Sono molto grato alla redazione di Rizzoli Lizard perché si sono interamente occupati della grafica e della cover, che mi è piaciuta moltissimo. In questa lunga ricerca di materiale ho trovato anche delle illustrazioni commissionatemi da Luca Savonuzzi per le pagine bolognesi di Repubblica. Erano delle illustrazioni che andavano a corredo di articoli di cui mi veniva rivelato solo il titolo, perché l’articolo veniva scritto mentre io contemporaneamente disegnavo. Erano articoli per cui si aveva difficoltà a trovare un’immagine a corredo in archivio, quindi toccava a me l’ardua impresa di farmi venire un’idea, spesso in poco più di due ore di tempo. Ho ritrovato circa 70 di queste illustrazioni, un grande esercizio ma che non faceva per me, infatti ho lasciato l’impresa dopo un anno e mezzo. Questo lo racconto anche per confutare l’accusa che sono uno che lavora poco. Disegno molto spesso solo per me.

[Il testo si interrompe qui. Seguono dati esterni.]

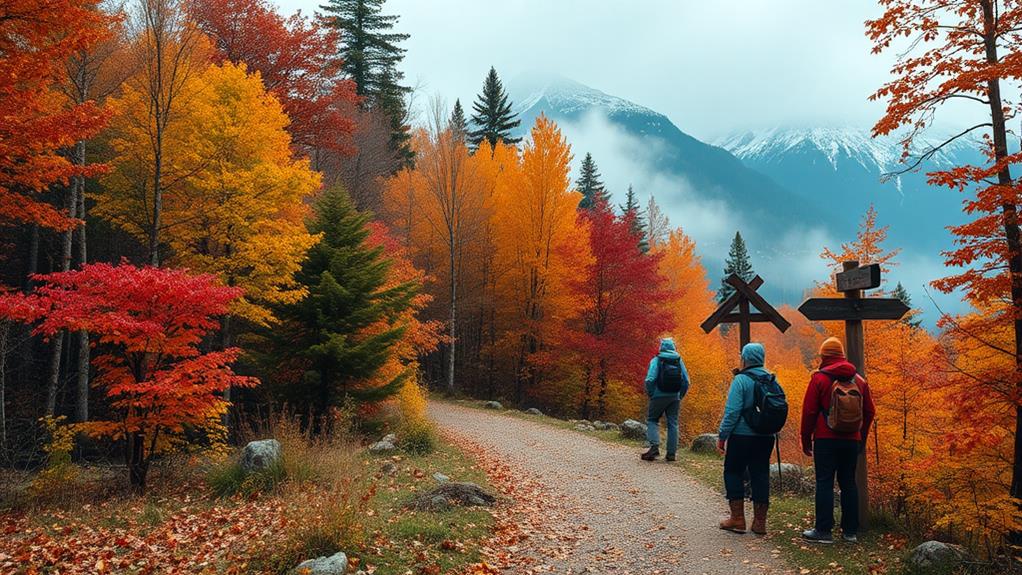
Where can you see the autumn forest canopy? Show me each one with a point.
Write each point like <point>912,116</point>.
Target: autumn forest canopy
<point>212,212</point>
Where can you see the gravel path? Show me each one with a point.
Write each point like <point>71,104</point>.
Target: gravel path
<point>621,516</point>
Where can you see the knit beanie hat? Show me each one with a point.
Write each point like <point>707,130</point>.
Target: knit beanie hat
<point>832,347</point>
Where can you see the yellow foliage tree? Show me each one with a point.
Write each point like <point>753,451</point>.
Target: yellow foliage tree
<point>234,194</point>
<point>539,245</point>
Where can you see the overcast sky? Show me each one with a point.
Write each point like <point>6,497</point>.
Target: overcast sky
<point>711,66</point>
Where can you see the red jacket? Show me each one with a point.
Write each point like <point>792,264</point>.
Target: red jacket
<point>817,402</point>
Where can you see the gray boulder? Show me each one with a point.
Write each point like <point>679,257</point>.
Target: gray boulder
<point>382,447</point>
<point>452,493</point>
<point>705,443</point>
<point>935,557</point>
<point>259,456</point>
<point>333,565</point>
<point>632,429</point>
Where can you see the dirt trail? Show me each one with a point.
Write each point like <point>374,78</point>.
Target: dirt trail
<point>612,513</point>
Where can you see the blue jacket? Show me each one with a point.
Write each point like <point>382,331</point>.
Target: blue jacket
<point>741,394</point>
<point>667,351</point>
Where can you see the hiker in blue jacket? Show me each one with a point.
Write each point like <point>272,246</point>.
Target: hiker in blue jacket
<point>744,447</point>
<point>666,383</point>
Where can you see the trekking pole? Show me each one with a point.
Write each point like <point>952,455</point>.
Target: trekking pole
<point>780,478</point>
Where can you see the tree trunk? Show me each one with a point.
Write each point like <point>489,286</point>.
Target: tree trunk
<point>1009,212</point>
<point>4,338</point>
<point>454,307</point>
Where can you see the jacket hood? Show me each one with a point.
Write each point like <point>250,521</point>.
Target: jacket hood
<point>753,354</point>
<point>838,367</point>
<point>667,348</point>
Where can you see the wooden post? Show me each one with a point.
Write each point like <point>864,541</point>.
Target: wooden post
<point>855,341</point>
<point>745,327</point>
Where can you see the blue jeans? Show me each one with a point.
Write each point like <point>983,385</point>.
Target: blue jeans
<point>748,452</point>
<point>658,408</point>
<point>836,458</point>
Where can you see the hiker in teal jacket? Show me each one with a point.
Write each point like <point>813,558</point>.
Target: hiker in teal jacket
<point>745,448</point>
<point>664,391</point>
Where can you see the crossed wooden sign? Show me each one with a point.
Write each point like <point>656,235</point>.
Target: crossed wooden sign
<point>744,298</point>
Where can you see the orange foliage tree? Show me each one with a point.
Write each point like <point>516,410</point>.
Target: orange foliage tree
<point>36,37</point>
<point>148,324</point>
<point>539,247</point>
<point>967,51</point>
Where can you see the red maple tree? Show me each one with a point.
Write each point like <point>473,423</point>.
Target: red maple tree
<point>36,37</point>
<point>146,324</point>
<point>622,294</point>
<point>294,57</point>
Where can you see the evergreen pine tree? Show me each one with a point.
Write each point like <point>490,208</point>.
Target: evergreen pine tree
<point>737,262</point>
<point>458,125</point>
<point>910,318</point>
<point>333,336</point>
<point>631,208</point>
<point>589,184</point>
<point>370,54</point>
<point>493,118</point>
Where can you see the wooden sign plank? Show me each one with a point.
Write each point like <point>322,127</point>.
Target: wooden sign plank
<point>828,308</point>
<point>754,318</point>
<point>728,306</point>
<point>866,277</point>
<point>757,300</point>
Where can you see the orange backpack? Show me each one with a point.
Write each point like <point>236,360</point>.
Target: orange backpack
<point>845,413</point>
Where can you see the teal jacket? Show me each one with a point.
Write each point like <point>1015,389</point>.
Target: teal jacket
<point>741,394</point>
<point>667,351</point>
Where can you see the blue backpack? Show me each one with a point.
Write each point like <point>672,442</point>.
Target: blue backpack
<point>669,377</point>
<point>770,405</point>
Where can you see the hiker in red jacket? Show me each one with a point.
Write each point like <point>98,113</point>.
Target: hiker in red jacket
<point>837,414</point>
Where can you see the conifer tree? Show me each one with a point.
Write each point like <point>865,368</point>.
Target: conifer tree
<point>590,186</point>
<point>344,330</point>
<point>632,211</point>
<point>458,125</point>
<point>737,262</point>
<point>369,54</point>
<point>910,318</point>
<point>493,118</point>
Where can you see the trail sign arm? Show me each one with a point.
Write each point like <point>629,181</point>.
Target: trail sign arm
<point>717,317</point>
<point>827,308</point>
<point>759,303</point>
<point>867,277</point>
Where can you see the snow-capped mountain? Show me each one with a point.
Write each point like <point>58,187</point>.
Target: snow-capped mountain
<point>847,171</point>
<point>651,144</point>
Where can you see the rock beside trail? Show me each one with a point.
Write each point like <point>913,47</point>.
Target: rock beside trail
<point>935,557</point>
<point>705,443</point>
<point>453,493</point>
<point>258,456</point>
<point>333,565</point>
<point>632,429</point>
<point>382,447</point>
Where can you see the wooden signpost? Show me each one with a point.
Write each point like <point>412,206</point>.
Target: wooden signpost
<point>853,309</point>
<point>737,309</point>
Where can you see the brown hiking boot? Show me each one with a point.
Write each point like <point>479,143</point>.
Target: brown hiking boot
<point>735,523</point>
<point>759,518</point>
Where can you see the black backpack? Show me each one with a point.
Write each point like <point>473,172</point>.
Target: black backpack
<point>668,377</point>
<point>770,406</point>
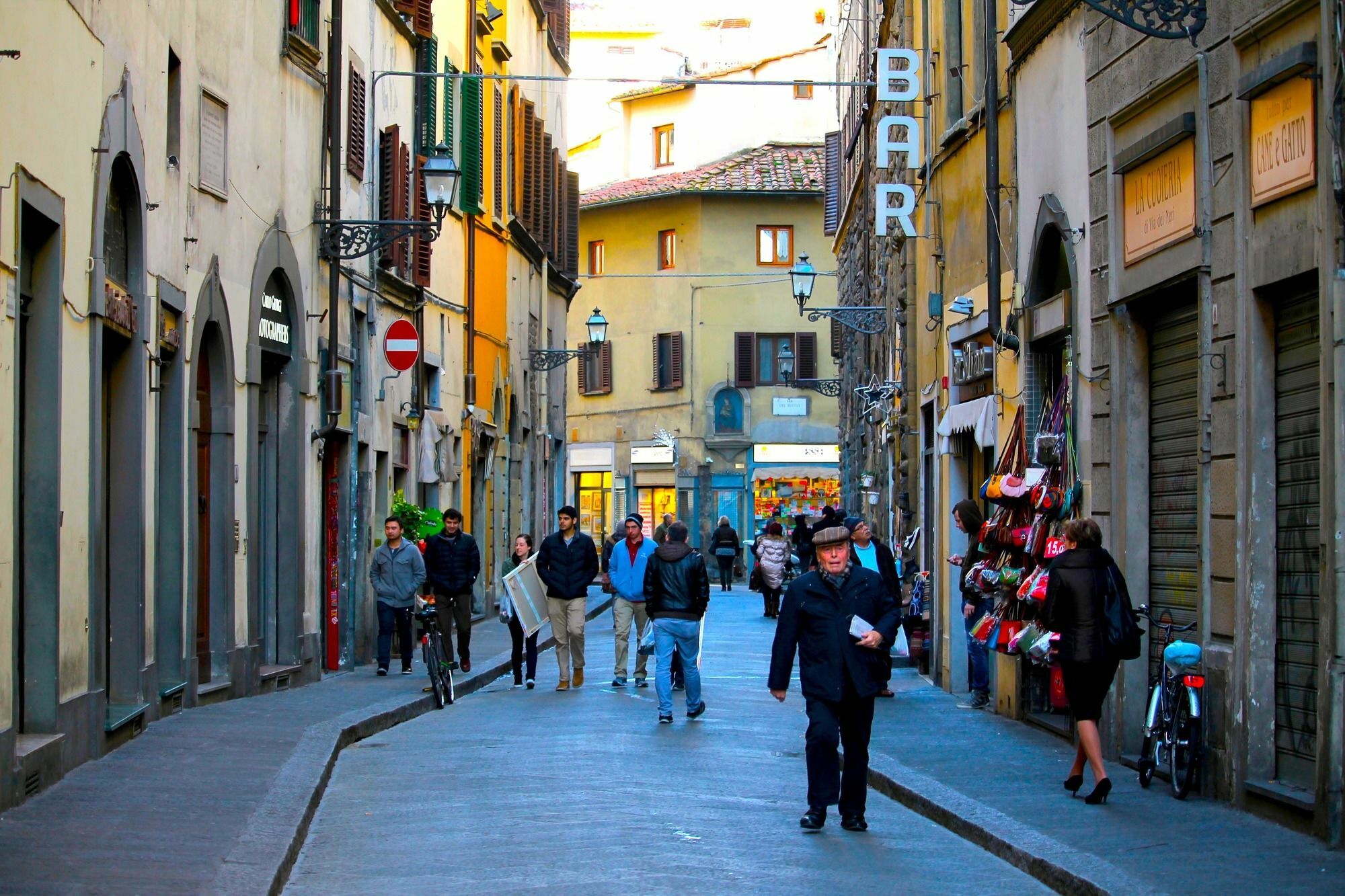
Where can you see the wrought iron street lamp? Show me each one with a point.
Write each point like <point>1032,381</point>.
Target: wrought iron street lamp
<point>870,319</point>
<point>358,239</point>
<point>785,362</point>
<point>553,358</point>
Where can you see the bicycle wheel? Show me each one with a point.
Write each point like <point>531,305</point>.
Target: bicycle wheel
<point>432,666</point>
<point>1184,754</point>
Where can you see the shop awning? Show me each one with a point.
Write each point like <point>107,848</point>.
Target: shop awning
<point>794,471</point>
<point>977,417</point>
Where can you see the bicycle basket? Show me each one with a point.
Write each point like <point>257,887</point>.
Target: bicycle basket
<point>1182,655</point>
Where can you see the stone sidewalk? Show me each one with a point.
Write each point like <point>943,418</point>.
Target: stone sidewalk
<point>217,799</point>
<point>999,783</point>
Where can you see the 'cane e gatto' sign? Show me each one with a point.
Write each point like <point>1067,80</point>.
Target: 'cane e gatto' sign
<point>1284,153</point>
<point>1160,201</point>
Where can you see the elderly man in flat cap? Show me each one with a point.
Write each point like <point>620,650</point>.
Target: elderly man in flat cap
<point>841,619</point>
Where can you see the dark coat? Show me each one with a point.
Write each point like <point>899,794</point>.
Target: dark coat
<point>567,569</point>
<point>887,567</point>
<point>816,622</point>
<point>1077,595</point>
<point>677,584</point>
<point>726,537</point>
<point>453,564</point>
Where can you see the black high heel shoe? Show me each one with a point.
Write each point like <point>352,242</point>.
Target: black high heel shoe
<point>1100,794</point>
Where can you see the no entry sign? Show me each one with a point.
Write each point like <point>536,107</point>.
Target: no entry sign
<point>401,345</point>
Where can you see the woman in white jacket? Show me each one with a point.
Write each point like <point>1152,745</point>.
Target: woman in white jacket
<point>773,552</point>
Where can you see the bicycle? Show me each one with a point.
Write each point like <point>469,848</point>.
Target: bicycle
<point>436,658</point>
<point>1174,721</point>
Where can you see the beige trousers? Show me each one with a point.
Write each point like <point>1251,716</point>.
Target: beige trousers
<point>623,611</point>
<point>568,628</point>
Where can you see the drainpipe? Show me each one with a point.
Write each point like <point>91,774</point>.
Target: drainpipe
<point>999,334</point>
<point>332,377</point>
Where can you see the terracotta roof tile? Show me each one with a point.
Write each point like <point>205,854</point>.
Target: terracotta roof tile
<point>770,169</point>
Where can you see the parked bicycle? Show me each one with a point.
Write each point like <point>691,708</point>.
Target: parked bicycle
<point>1174,735</point>
<point>436,658</point>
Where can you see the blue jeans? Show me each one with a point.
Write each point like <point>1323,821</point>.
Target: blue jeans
<point>683,637</point>
<point>978,654</point>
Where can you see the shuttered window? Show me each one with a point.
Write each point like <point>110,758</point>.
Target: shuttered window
<point>356,126</point>
<point>427,99</point>
<point>744,360</point>
<point>832,204</point>
<point>1299,555</point>
<point>1174,456</point>
<point>473,138</point>
<point>806,356</point>
<point>668,361</point>
<point>597,373</point>
<point>498,140</point>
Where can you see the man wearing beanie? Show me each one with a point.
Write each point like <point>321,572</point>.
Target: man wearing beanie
<point>567,563</point>
<point>839,671</point>
<point>626,571</point>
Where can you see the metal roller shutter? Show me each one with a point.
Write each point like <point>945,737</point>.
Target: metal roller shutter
<point>1174,442</point>
<point>1297,538</point>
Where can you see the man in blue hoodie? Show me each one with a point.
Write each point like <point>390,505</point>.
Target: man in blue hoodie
<point>626,575</point>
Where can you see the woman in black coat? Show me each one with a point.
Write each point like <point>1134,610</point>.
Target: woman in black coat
<point>1077,592</point>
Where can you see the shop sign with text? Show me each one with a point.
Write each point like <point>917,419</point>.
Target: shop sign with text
<point>1284,151</point>
<point>1160,198</point>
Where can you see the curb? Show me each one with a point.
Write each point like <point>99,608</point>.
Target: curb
<point>270,845</point>
<point>1059,866</point>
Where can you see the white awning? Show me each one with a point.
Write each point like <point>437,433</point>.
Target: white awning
<point>977,417</point>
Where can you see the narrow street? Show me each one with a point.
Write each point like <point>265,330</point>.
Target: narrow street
<point>584,791</point>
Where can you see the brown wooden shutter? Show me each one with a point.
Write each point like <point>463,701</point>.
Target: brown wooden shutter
<point>806,354</point>
<point>744,360</point>
<point>422,271</point>
<point>832,202</point>
<point>356,126</point>
<point>572,222</point>
<point>676,364</point>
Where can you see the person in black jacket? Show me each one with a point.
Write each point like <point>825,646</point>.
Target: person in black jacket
<point>453,564</point>
<point>839,673</point>
<point>567,564</point>
<point>727,549</point>
<point>976,603</point>
<point>1077,591</point>
<point>871,553</point>
<point>677,592</point>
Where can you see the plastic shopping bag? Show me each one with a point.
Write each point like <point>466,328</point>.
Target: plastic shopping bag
<point>902,647</point>
<point>646,646</point>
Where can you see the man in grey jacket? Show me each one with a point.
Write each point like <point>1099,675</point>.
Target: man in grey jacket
<point>397,575</point>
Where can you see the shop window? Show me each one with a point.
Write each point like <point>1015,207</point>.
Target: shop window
<point>662,146</point>
<point>668,249</point>
<point>775,245</point>
<point>728,412</point>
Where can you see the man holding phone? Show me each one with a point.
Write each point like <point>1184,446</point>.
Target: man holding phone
<point>840,619</point>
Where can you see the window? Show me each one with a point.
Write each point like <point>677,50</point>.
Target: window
<point>775,245</point>
<point>597,372</point>
<point>668,249</point>
<point>174,143</point>
<point>662,146</point>
<point>668,361</point>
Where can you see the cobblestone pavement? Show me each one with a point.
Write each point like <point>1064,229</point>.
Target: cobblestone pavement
<point>584,791</point>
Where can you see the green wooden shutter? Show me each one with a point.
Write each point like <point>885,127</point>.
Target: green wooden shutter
<point>427,96</point>
<point>473,142</point>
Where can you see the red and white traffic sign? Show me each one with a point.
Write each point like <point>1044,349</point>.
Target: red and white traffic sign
<point>401,345</point>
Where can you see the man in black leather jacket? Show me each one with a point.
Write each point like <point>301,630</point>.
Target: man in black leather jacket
<point>677,592</point>
<point>839,673</point>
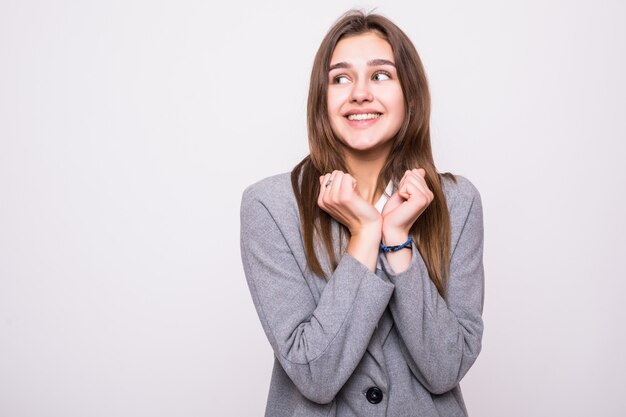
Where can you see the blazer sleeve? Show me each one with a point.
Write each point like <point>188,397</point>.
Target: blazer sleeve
<point>442,338</point>
<point>318,344</point>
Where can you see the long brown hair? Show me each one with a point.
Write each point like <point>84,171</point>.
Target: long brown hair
<point>411,149</point>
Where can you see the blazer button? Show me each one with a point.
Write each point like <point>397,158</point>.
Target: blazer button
<point>374,395</point>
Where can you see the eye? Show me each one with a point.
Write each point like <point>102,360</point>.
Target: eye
<point>341,79</point>
<point>381,76</point>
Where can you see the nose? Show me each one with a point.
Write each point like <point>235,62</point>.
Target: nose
<point>361,93</point>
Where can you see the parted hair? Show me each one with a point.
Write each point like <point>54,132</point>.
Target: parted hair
<point>411,148</point>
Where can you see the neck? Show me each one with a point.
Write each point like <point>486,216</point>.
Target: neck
<point>365,168</point>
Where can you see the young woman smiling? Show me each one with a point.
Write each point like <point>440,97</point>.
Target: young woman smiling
<point>365,264</point>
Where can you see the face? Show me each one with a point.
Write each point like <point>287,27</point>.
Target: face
<point>365,100</point>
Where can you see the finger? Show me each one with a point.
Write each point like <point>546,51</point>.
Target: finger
<point>323,190</point>
<point>335,191</point>
<point>419,171</point>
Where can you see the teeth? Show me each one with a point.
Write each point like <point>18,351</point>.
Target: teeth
<point>364,116</point>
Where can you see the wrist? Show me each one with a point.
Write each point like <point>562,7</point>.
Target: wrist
<point>394,237</point>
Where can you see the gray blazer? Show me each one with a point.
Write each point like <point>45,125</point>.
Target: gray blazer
<point>362,343</point>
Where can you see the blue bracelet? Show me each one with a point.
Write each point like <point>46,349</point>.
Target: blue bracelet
<point>387,249</point>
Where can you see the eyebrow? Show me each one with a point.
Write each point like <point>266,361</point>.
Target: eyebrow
<point>371,63</point>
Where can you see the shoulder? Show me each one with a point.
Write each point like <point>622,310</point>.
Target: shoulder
<point>276,187</point>
<point>274,194</point>
<point>459,190</point>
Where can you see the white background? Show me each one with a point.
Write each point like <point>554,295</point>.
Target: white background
<point>129,129</point>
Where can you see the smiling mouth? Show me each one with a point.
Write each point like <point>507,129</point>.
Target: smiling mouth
<point>364,116</point>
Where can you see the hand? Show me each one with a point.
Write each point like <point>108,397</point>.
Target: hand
<point>405,206</point>
<point>339,198</point>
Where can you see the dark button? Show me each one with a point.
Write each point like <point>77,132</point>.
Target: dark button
<point>374,395</point>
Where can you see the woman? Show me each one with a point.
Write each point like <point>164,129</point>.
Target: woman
<point>365,264</point>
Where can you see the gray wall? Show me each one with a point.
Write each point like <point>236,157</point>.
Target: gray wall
<point>128,131</point>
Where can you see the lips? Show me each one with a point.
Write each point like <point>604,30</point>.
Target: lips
<point>363,116</point>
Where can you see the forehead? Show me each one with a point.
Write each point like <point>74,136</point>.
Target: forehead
<point>361,48</point>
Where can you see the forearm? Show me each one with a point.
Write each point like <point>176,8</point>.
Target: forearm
<point>398,260</point>
<point>364,246</point>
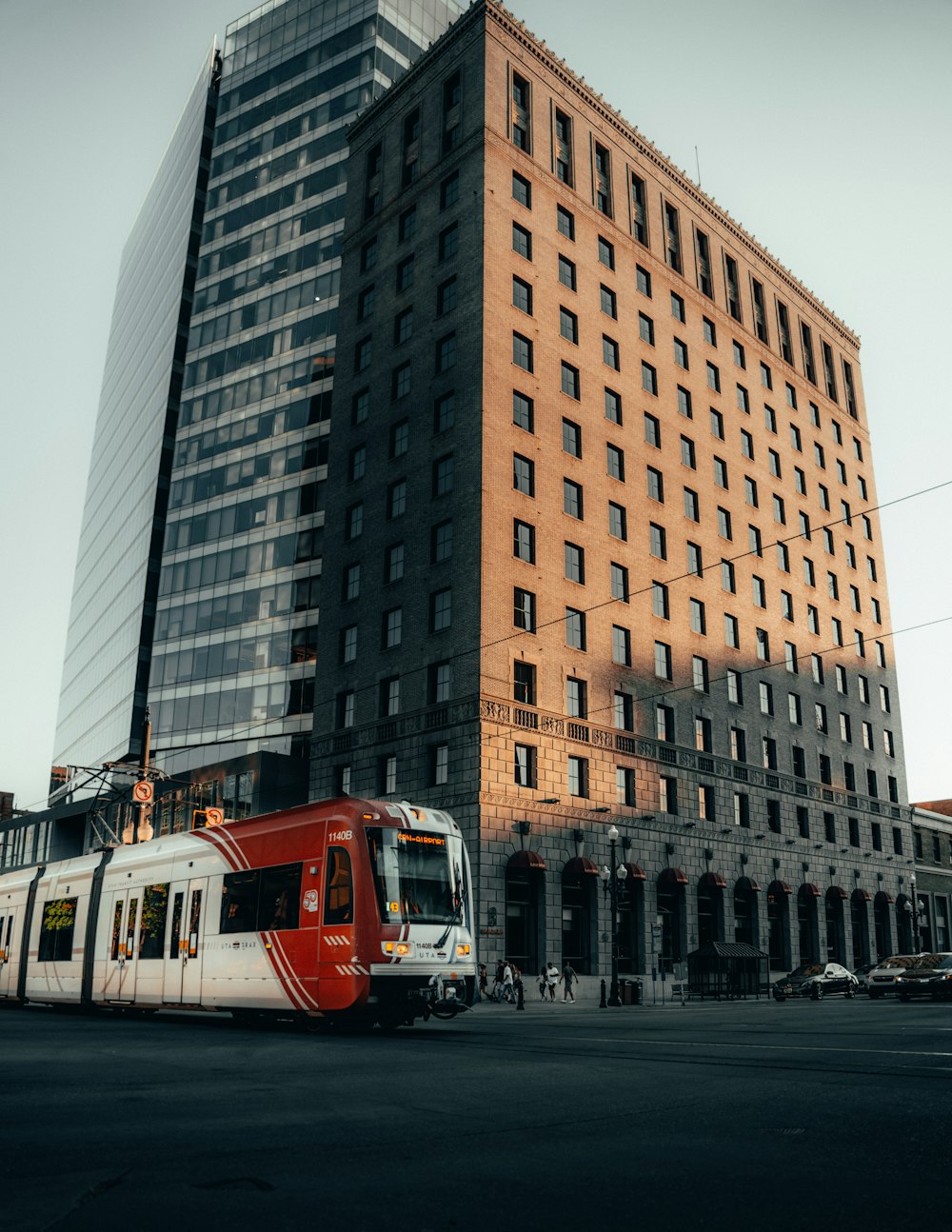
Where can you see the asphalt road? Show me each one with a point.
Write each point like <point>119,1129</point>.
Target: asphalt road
<point>734,1117</point>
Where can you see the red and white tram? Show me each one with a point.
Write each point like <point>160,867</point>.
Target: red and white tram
<point>341,908</point>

Per esempio ho disegnato dei nudi di donna a pennello, molto liberamente, senza il pennino che uso di solito. Ne è venuto fuori un portfolio dal titolo Sinuose edito da edizioni Del Grifo. Ho la fortuna di avere una passione, il vizio di disegnare. Ho avuto una fortuna sfacciata. Una doppia fortuna. La prima è che il mio lavoro mi diverte, a disegnare mi diverto come un matto, quasi mi vergogno da quanto mi diverto. Per intenderci, per me lavorare il primo di gennaio non è un problema, se capita lo faccio volentieri. La seconda fortuna è che la mia produzione è stata apprezzata e mi ha consentito di viverci.
Cosa consigli ai neofiti o a chi si approccia al fumetto da poco?
Consiglio principale: per fare questo lavoro ci deve essere la passione, se non addirittura il vizio. Chi si approccia a questo mestiere non può fare a meno di disegnare. È un mestiere che prevede tante ore di solitudine al tavolo di disegno con un risultato economico risibile. La quantità di lavoro è impressionante, gli inizi sono durissimi. Ci si deve divertire disegnando, altrimenti consiglio di fare illustrazione di libri che, facendo un paragone, con la quantità di disegni che si producono e il tempo che si impiega, è senz’altro un’attività più redditizia. Mi vengono in mente due grandi illustratori di libri, Karel Thole e Ferenc Pintér, che hanno illustrato tantissime copertine di libri – Thole per Urania e Pinter per quelle di Maigret – con una tecnica e un talento indubbi e che non sono stati ricompensati come dovevano.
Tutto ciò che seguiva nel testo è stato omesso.